Mirza – Bonjour Ophélie.

Ophélie – Bonjour.

Mirza – Est ce que tu peux te présenter ?

Ophélie – Oui. Alors donc je suis Ophélie, je suis chanteuse lyrique, mezzo-soprano, donc aussi un... Un peu un cheminement avec la tessiture, ça on pourra en reparler parce que c'est quelque chose pour les chanteurs qui peut changer et qui... Et qui du coup, est hyper différent par rapport au répertoire que tu vas aborder, par rapport à ta technique, enfin c'est quand même des choses très différentes. Et donc maintenant je suis étudiante au 14ème arrondissement, en chant lyrique, et aussi à Clamart. Donc je travaille avec Cécile Achille, que tu connais peut-être, et avec ma mère - donc ça, c'est pas anodin - Miriam Ruggeri.

Mirza – D'accord. Est-ce que tu habites seule, dans une maison, un appartement ? Comment tu pourrais décrire tes conditions de vie ?

Ophélie – Alors j'habite seule dans un appartement, mais je vais très souvent - en tout cas, pour travailler ma voix - chez ma mère. Donc, l'espace est un peu dédoublé et j'ai beaucoup de chance. Et justement, j'aime beaucoup d'ailleurs la sonorité chez ma mère. D'ailleurs, j'ai peur quand on ne pourra plus faire de musique là-bas. Quand... En fait la sonorité d'un espace, on ne peut jamais la recréer. Je ne sais pas. Je suis attachée à ce lieu.

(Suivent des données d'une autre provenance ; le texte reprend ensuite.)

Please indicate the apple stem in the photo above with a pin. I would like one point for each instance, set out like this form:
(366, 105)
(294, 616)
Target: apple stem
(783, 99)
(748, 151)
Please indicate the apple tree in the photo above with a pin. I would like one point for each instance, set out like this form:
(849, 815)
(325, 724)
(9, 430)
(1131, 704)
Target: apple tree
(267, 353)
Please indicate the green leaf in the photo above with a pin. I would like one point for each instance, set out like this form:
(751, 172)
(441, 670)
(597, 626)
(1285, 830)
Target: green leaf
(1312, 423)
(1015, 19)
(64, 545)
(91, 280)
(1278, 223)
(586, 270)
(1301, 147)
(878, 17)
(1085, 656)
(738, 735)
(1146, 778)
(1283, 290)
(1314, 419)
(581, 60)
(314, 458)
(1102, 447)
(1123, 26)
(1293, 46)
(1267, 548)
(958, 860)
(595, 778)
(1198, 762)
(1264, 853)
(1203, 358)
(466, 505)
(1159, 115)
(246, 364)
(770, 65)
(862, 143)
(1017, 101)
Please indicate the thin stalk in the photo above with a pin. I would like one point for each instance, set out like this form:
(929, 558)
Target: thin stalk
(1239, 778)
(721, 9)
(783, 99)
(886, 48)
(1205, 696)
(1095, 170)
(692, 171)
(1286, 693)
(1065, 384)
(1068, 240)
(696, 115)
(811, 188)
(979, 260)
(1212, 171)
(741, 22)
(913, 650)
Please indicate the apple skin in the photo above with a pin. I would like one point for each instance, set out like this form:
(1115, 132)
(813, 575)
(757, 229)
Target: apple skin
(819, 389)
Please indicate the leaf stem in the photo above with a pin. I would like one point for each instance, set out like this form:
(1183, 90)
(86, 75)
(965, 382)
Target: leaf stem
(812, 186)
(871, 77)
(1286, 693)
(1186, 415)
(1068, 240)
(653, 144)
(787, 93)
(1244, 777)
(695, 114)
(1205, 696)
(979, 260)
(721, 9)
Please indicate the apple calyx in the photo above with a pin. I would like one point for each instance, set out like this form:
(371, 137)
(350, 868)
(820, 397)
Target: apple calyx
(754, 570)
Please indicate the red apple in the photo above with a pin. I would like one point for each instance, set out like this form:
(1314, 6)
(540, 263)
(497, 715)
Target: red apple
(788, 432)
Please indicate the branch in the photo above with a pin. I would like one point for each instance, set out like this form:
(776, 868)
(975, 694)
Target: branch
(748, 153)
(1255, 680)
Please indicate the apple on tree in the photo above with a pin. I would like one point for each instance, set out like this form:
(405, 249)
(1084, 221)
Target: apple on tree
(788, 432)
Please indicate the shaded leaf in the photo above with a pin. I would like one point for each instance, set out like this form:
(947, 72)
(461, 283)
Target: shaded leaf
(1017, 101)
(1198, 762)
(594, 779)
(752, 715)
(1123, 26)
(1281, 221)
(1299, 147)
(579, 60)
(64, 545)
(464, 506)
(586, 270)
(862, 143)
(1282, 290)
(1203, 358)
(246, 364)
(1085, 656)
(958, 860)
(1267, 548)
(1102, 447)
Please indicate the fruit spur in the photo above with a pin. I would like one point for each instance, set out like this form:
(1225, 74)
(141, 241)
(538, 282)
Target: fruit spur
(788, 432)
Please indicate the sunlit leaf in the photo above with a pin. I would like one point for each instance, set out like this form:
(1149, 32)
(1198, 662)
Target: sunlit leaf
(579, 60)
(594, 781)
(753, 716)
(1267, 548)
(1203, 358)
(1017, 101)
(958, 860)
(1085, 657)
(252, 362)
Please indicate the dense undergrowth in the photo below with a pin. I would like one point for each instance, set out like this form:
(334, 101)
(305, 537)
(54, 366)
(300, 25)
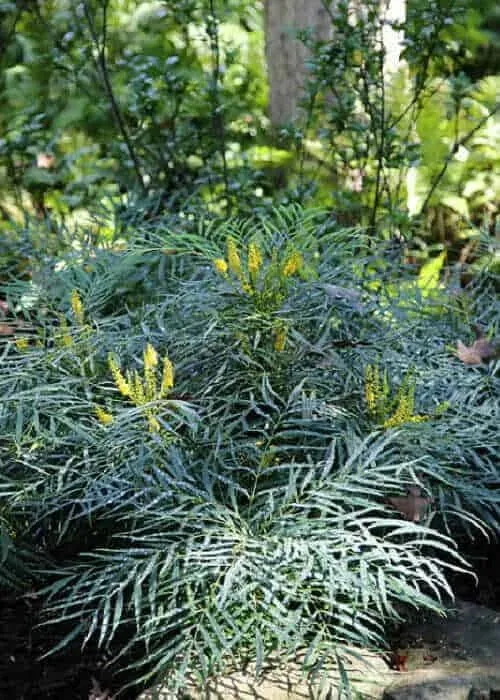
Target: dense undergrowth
(210, 442)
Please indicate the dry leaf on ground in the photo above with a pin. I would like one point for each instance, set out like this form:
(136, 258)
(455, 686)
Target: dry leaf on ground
(412, 506)
(480, 351)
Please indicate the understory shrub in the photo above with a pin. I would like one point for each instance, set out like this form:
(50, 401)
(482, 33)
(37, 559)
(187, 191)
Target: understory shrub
(271, 449)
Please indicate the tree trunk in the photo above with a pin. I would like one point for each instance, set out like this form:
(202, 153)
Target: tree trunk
(286, 55)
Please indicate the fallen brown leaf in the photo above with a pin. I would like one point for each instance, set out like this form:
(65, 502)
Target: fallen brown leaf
(398, 662)
(412, 506)
(96, 692)
(480, 351)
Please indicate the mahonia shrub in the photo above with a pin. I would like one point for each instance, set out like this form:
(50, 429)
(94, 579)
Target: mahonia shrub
(273, 453)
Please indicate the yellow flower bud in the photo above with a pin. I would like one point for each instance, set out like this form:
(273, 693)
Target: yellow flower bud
(221, 266)
(167, 381)
(22, 344)
(103, 416)
(233, 258)
(254, 259)
(293, 264)
(280, 339)
(77, 307)
(150, 357)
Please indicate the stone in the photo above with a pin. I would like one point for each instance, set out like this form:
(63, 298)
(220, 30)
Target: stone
(448, 658)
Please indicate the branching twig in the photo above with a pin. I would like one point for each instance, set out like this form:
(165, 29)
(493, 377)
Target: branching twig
(458, 143)
(217, 115)
(102, 68)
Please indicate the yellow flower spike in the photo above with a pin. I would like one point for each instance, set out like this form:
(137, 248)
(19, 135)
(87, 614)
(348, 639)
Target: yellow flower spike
(233, 259)
(150, 364)
(138, 394)
(167, 380)
(150, 357)
(292, 264)
(154, 426)
(370, 388)
(103, 416)
(254, 260)
(121, 384)
(22, 344)
(221, 266)
(280, 339)
(77, 307)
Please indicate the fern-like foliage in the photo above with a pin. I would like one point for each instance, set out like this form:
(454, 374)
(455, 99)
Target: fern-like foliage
(247, 510)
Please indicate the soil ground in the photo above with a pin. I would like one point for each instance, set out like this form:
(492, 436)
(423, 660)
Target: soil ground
(75, 676)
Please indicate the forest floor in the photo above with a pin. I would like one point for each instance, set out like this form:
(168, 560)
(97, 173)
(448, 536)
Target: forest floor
(73, 675)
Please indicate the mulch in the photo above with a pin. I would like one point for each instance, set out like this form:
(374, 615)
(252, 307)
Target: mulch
(76, 675)
(71, 675)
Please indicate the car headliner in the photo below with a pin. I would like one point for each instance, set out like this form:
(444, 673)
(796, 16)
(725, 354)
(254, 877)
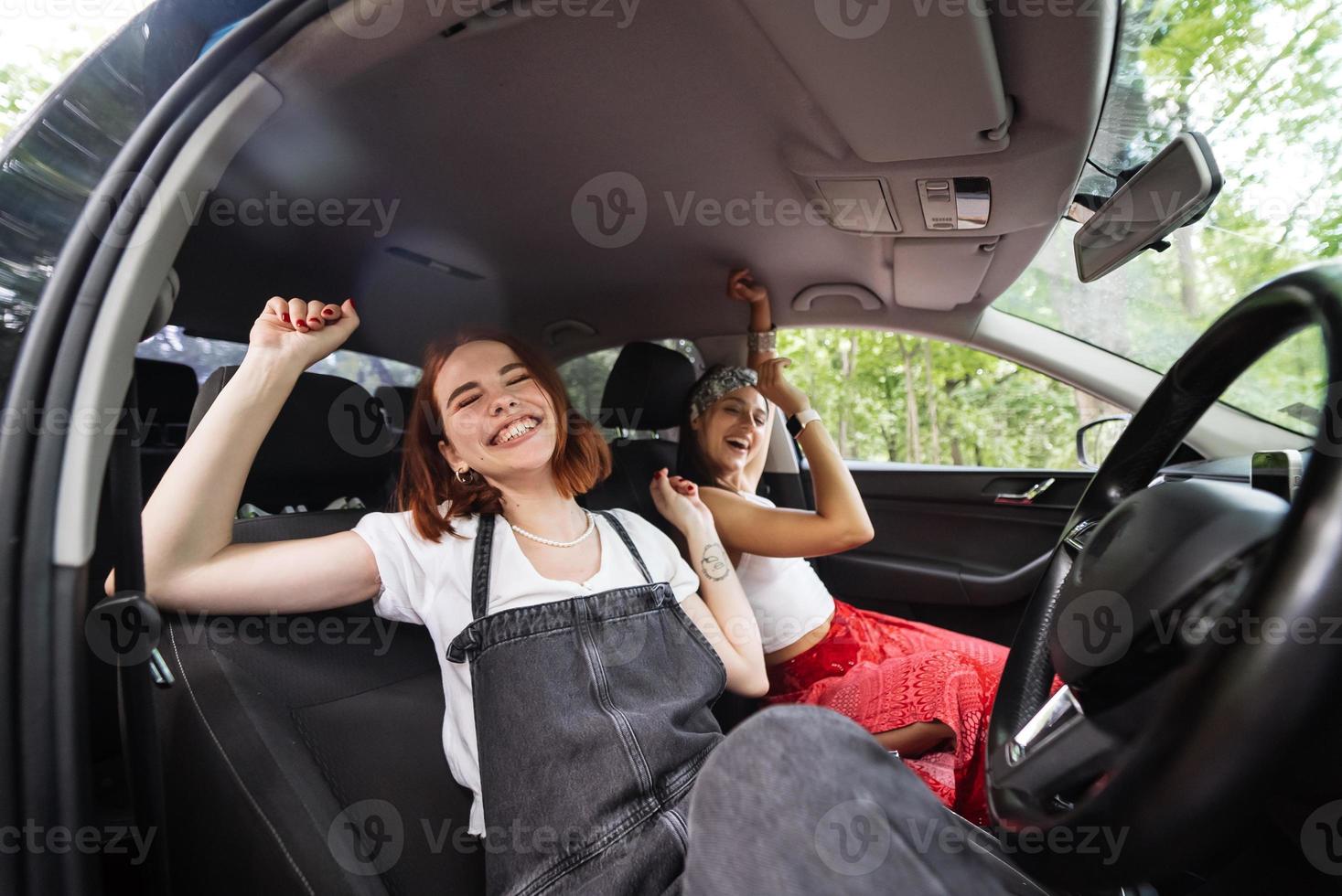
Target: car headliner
(483, 138)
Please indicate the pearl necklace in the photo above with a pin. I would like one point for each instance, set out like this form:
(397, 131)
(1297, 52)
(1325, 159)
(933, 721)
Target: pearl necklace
(581, 539)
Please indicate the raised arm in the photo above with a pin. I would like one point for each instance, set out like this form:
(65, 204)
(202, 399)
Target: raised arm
(742, 287)
(720, 609)
(841, 519)
(189, 559)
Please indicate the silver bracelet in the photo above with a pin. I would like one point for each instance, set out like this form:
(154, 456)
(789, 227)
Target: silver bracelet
(765, 341)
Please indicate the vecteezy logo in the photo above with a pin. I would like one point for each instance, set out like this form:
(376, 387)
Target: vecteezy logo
(853, 19)
(1321, 838)
(368, 837)
(367, 19)
(854, 837)
(123, 629)
(611, 209)
(1097, 628)
(357, 424)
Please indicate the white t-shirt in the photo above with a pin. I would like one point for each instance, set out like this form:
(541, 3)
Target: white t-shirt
(785, 593)
(430, 583)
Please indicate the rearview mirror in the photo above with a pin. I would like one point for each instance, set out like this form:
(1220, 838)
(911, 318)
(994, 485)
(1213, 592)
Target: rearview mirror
(1173, 189)
(1095, 439)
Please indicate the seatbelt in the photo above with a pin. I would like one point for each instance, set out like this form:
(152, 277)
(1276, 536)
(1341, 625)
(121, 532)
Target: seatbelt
(135, 682)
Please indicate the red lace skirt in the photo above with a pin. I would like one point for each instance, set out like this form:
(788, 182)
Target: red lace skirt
(886, 672)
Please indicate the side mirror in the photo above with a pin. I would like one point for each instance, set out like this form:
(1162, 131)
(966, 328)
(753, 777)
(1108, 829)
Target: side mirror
(1173, 189)
(1095, 439)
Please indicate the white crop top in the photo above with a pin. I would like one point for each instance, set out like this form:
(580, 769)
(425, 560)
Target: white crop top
(785, 593)
(430, 583)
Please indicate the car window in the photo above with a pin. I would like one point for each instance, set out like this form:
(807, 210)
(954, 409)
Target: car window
(1263, 82)
(585, 376)
(896, 397)
(206, 356)
(55, 155)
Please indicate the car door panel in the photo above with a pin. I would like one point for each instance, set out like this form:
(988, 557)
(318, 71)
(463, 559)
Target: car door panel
(950, 545)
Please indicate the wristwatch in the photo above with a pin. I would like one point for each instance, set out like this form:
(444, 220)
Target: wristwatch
(798, 421)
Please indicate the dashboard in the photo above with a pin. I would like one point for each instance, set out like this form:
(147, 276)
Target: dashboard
(1273, 471)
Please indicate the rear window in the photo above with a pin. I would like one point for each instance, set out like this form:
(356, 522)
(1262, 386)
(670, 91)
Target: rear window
(206, 356)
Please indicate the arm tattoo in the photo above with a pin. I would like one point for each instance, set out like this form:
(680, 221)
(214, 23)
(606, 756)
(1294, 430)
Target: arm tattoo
(714, 563)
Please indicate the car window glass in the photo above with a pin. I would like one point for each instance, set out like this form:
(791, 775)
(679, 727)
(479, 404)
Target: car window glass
(206, 356)
(896, 397)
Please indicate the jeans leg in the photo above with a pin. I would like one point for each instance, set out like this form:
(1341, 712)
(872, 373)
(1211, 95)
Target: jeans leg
(800, 800)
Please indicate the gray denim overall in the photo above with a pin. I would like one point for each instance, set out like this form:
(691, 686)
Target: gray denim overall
(592, 718)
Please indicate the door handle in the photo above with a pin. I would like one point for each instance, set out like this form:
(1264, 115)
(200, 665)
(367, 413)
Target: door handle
(1025, 498)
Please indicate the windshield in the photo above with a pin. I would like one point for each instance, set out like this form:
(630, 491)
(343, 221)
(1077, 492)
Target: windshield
(1263, 82)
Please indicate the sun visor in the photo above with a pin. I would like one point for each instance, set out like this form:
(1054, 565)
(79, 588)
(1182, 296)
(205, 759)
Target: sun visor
(899, 80)
(939, 274)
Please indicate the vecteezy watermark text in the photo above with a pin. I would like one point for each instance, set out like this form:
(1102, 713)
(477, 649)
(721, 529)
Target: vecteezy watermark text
(112, 840)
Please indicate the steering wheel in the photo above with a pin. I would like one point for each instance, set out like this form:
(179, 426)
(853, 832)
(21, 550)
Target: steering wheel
(1186, 621)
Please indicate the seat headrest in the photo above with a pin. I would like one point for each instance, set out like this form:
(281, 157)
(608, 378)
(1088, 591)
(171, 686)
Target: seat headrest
(396, 400)
(166, 389)
(647, 388)
(166, 395)
(329, 440)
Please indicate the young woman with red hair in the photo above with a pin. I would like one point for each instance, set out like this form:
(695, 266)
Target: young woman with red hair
(580, 655)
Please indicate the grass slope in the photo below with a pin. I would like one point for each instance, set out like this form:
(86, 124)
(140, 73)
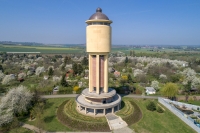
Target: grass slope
(20, 130)
(51, 122)
(154, 122)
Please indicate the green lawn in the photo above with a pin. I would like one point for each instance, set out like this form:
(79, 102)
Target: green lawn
(51, 122)
(151, 122)
(154, 122)
(20, 130)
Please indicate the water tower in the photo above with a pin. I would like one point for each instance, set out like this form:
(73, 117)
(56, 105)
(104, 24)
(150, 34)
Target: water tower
(98, 98)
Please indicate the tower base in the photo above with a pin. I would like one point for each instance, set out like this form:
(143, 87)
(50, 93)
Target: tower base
(90, 103)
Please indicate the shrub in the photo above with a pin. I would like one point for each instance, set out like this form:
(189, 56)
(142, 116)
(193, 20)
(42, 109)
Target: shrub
(151, 106)
(159, 109)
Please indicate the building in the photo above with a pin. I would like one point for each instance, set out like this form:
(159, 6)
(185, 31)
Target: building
(98, 98)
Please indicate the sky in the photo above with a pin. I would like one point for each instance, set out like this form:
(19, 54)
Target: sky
(135, 22)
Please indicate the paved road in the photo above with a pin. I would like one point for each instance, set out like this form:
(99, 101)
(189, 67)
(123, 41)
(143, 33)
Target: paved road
(59, 96)
(74, 95)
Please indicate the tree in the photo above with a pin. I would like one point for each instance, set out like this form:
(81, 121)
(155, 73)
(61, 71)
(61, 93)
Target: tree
(50, 72)
(63, 81)
(132, 53)
(37, 112)
(67, 59)
(85, 61)
(129, 78)
(1, 68)
(123, 80)
(151, 106)
(79, 69)
(75, 68)
(16, 101)
(170, 90)
(126, 60)
(155, 84)
(7, 79)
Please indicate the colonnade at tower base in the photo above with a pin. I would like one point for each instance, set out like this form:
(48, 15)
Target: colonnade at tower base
(98, 104)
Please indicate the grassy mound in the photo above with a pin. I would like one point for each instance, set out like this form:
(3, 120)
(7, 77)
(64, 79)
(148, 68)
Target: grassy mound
(130, 112)
(69, 116)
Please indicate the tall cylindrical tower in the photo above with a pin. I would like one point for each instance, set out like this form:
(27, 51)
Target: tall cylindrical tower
(98, 98)
(98, 41)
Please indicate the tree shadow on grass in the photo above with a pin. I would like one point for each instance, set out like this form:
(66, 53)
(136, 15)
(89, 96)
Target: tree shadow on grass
(48, 105)
(48, 119)
(122, 104)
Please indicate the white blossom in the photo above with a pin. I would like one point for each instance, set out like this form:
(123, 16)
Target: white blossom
(21, 75)
(16, 101)
(7, 79)
(30, 73)
(137, 72)
(2, 75)
(39, 59)
(155, 84)
(162, 76)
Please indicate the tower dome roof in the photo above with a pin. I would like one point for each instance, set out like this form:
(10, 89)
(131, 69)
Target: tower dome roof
(98, 15)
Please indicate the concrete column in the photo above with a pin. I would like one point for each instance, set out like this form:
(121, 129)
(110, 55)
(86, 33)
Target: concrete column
(113, 110)
(106, 73)
(97, 74)
(90, 73)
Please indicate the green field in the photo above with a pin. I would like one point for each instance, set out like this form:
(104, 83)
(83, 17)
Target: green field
(151, 122)
(42, 49)
(154, 122)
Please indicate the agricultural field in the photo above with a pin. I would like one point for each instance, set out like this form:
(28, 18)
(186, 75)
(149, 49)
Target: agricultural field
(41, 49)
(150, 122)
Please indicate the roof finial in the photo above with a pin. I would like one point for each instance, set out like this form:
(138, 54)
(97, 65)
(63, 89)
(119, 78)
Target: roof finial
(99, 9)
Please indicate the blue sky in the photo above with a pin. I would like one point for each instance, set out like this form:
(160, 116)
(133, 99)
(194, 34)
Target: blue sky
(174, 22)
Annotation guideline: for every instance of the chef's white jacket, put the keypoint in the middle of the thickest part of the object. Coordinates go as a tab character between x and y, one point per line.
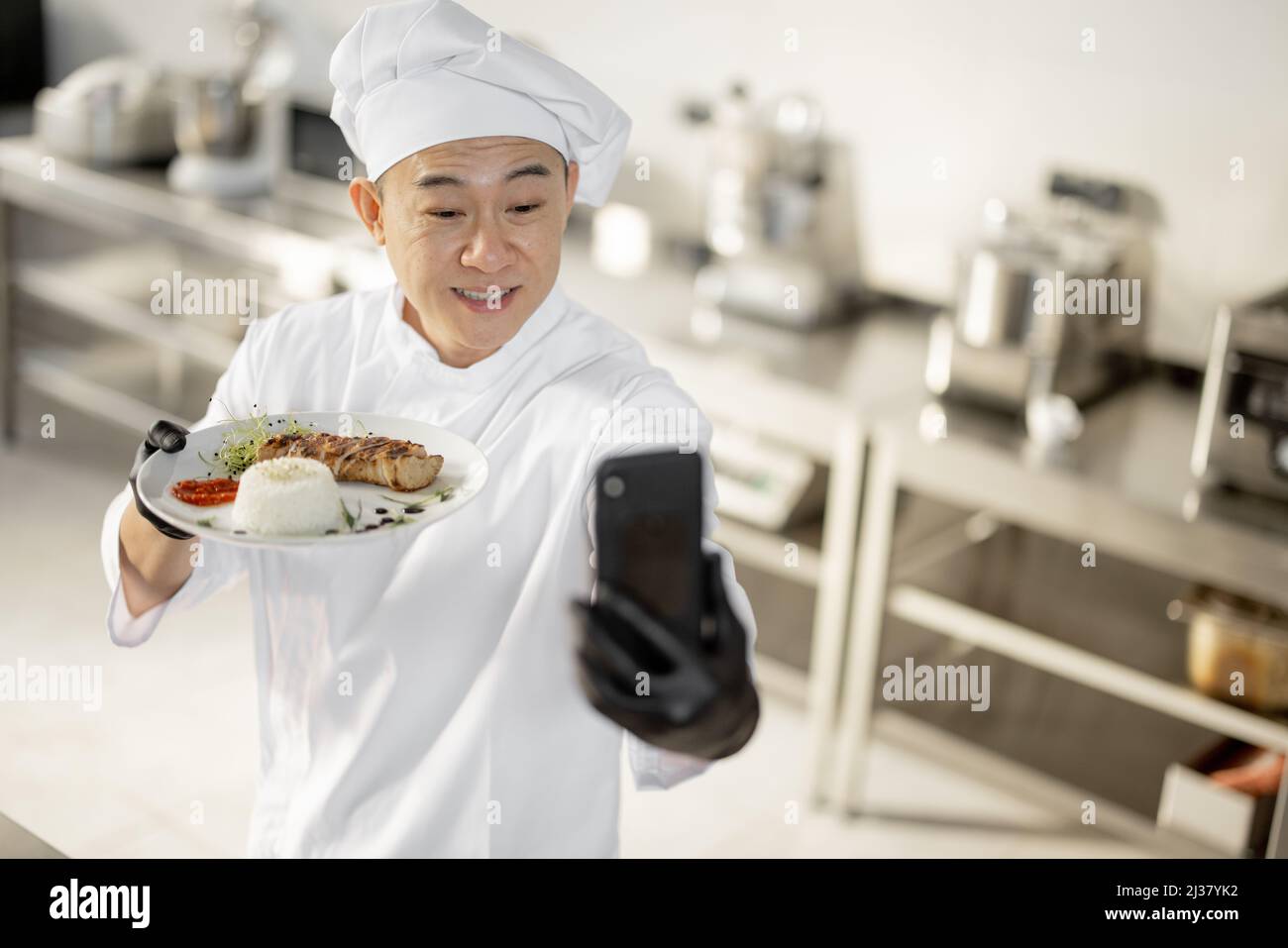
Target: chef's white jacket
417	694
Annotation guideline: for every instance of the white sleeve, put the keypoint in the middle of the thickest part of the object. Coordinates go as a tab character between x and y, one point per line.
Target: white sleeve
215	566
675	419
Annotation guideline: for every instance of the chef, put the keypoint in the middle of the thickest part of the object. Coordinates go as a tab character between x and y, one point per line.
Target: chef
459	690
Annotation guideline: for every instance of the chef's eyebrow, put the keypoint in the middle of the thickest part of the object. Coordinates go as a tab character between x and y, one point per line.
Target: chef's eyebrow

Mirza – Quand tu pratiques, tu pratiques pas chez toi, mais chez ta mère.

Ophélie – Ouais, plutôt. Et après au conservatoire, bien sûr, mais plutôt chez elle. D'ailleurs, elle avait fait un enregistrement d'un disque là-bas tellement la sonorité était intéressante.

Mirza – Est-ce que tu fais quelque chose d'autre ? En plus du chant, comment t'occupes tes journées, en général ?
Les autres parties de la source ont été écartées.